The Next Rainy Day
- Publisher
- Dundurn Press
- Initial publish date
- Nov 2005
- Category
- Literary, Family Life, General
-
Paperback / softback
- ISBN
- 9781550025934
- Publish Date
- Nov 2005
- List Price
- $21.99
-
eBook
- ISBN
- 9781554886555
- Publish Date
- Nov 2005
- List Price
- $9.99
Classroom Resources
Where to buy it
Description
Long-listed for the 2006 Re-Lit Award for Best Novel
Grant McRae has a loving wife, a healthy son, and a new career with the local police department. Bert Commerford has a pretty good life too, as the proud owner of Commerford & Sons Auto Service. But Bert’s sons are polar opposites: Travis is a budding junior hockey star, and Russell is a thug loaded with resentment for Bert. When tragedy befalls the Commerfords, Bert finds himself too haunted by his murky past to stop his life from buckling. Russell leaves home and almost immediately finds disaster as his path intersects with Constable McRae’s.
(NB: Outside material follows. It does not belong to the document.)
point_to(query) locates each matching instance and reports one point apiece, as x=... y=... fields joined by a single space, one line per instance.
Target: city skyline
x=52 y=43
Told from alternating perspectives, The Next Rainy Day is a fast-moving exploration of loss and of finding hope in the wake of personal disaster.
About the author
Philip David Alexander’s fiction has appeared in various journals and magazines including StoryGlossia, Hardboiled and Front & Centre. He is the author of two previous novels, The Next Rainy Day and North of Here. He lives in Burlington, Ontario.
Awards
- Long-listed, Re-Lit Award for Best Novel
Editorial Reviews
Philip David Alexander's The Next Rainy Day is a novel about cops and crimes, about death and loss, but it is in no way a contrivance. It is one of the most honest novels I have read in a while, a story of working class heroes who know there are no such things as happy endings, but only life's unimaginable twists and the grey choices they lead to. The writing is spare and rhythmic and moving, the structure is inventive, even breathtaking, when it finally reveals itself fully. This is a real novel, a work of deep humanity and insight. I recommend it highly.
Craig Holden, author of The Narcissist's Daughter
the strength of the writing emerges through the carefully layered plot -- two men's lives intersect through a tragic car accident that brings one son to death and one son to jail.
Kim Goodliffe, The Vancouver Sun, March 4th 2006
Philip David Alexander's debut novel The Next Rainy Day is a muscular book. The jacket shows a thick-fingered mechanic in greasy coveralls on a smoke break. Inside, Alexander weaves a tragic tale awash in confusion, frustration, rage, ruin, revenge and guilt. It's a dark, visceral novel that bores straight into the hearts-black though they may be-of its hard-luck characters...
Alexander... spares us any tidy aphorisms about overcoming death, the power of faith, police corruption and the stupidity of youth-that sort of docudrama nonsense is thankfully nowhere to be seen. Instead, the author turns his characters inside out, giving readers a front-row seat from which to witness their pain, suffering and perseverance. The novel is blunt, honest and at times depressing as a result, but absolutely perfect for readers who savour genuine realism over saccharine moralizing.
Matthew Firth, Ottawa Xpress, November 24th 2005
The Next Rainy Day is a strong debut from Alexander, whose work has appeared in literary journals such as Front & Centre, The Circle Magazine, and Storyglossia... (T)his is a book with a male-focused narrative. How men deal with trauma; how men seek to resolve troubled emotions; how men attempt to find meaning in emotional ambiguity. Paraphrase any of these points and you are near the core of this novel. The Next Rainy Day could have come from the pen of Russell Banks. Think The Sweet Hereafter. Think Affliction. These are not easy books with simple plotlines or quick moral resolution. The Next Rainy Day isn't either.
Michael Bryson, The Danforth Review
Alexander weaves a tale of two families that become closely connected and intertwined for a heart-wrenching story. He really made me think about what is right and what is wrong and whose side to take or not to take. It is left up to the reader to make up their own mind.
I found the author had a talent for character development and I either loved them or hated them. Alexander left me feeling their pain and sharing in their fight to right some wrongs, work through personal differences and then move on with their respective lives.